Oral cavity and oropharyngeal squamous cell cancers (OC-OPSCC) display high cancer-specific mortality and increased non-cancer mortality. We examined cause of death in patients treated for OC-OPSCC with brachytherapy, chemotherapy, external beam radiation, surgery, or combination of modalities. We hypothesized that brachytherapy does not increase non-cancer mortality comparably with external beam radiation.
A database was constructed from institutional tumor registry and electronic medical record data from all patients with first OC-OPSCC diagnosis at our institution between 2000 and 2010, excluding patients with a second primary cancer at diagnosis. The primary outcome was association between treatment modality and non-cancer mortality.

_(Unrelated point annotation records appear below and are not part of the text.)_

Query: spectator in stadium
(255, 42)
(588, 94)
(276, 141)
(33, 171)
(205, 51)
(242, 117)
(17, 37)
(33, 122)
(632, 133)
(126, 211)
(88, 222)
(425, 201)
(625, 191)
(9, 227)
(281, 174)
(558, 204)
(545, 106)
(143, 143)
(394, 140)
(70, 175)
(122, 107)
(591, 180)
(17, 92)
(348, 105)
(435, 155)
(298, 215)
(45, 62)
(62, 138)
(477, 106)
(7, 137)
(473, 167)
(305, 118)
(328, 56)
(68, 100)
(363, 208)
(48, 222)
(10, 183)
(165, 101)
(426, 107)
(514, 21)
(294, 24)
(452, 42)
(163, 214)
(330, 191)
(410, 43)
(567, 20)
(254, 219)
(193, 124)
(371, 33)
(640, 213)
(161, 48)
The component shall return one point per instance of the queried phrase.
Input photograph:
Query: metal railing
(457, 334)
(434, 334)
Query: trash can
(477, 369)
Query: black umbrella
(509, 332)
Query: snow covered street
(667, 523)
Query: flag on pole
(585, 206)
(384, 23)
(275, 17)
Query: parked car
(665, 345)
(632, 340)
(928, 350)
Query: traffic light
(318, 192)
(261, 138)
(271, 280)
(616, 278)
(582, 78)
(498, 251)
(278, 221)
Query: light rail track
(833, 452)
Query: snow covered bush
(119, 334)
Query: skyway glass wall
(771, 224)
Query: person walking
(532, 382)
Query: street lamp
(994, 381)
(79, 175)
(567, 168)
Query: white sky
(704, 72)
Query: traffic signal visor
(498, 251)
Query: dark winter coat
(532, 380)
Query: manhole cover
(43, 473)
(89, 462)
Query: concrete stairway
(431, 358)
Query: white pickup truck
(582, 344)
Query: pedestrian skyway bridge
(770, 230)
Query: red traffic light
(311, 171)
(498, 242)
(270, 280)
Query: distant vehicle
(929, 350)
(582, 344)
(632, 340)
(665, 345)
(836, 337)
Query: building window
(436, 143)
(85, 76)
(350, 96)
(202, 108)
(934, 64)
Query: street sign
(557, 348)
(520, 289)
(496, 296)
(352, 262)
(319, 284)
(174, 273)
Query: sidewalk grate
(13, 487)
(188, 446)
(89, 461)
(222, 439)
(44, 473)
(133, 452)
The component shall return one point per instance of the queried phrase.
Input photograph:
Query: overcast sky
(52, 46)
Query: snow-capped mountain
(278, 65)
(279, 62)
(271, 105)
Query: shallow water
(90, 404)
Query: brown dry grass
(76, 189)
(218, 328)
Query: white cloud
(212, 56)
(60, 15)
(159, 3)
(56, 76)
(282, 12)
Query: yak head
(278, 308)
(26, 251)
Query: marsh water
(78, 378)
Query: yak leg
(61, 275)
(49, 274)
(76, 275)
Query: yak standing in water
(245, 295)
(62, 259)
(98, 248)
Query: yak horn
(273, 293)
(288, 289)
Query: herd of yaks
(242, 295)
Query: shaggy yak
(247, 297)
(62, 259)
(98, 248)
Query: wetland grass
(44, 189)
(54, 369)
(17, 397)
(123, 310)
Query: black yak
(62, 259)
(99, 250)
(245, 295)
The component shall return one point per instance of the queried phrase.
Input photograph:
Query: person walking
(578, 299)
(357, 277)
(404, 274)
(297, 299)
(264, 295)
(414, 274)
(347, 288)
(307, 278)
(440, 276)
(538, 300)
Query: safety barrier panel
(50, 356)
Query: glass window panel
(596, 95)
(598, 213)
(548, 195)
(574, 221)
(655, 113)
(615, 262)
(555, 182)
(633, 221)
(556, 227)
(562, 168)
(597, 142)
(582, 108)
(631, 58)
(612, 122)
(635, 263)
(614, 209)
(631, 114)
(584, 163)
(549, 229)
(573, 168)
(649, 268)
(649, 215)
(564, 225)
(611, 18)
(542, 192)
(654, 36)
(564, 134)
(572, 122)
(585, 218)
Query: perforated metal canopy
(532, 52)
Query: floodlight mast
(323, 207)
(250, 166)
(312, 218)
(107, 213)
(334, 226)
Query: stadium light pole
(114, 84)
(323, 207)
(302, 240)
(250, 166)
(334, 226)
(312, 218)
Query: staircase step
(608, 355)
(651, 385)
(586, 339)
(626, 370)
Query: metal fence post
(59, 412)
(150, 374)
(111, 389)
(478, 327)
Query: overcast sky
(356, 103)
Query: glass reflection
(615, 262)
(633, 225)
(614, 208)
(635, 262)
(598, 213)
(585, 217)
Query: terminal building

Of 693 eligible patients, 460 were deceased; 84 from primary malignancy and 96 from a non-primary cancer cause, including 24 with a second primary cancer. 193 patients received brachytherapy. Cox proportional hazards regression was performed on treatment regimen, stratified by AJCC stage, race, and sex. Age, smoking history, and alcohol had HRs for death of 1.05 (p < 0.005), 1.37 (p = 0.106), and 2.24 (p < 0.005), respectively, while brachytherapy had a 0.53 HR (p < 0.005) for death. Non-smoking OPC patients had an 88% 5-year OS, suggesting these were largely HPV-driven cancers. In smoking OPC patients, 5-year OS was 61%. Non-cancer mortality HR of 0.36 for brachytherapy-treated patients.
We report non-cancer mortality from a cohort of curatively treated OC-OPSCC and show a significant correlation between brachytherapy and non-cancer survival, independent of remission status. The impact of brachytherapy in OPC was strongest in smokers.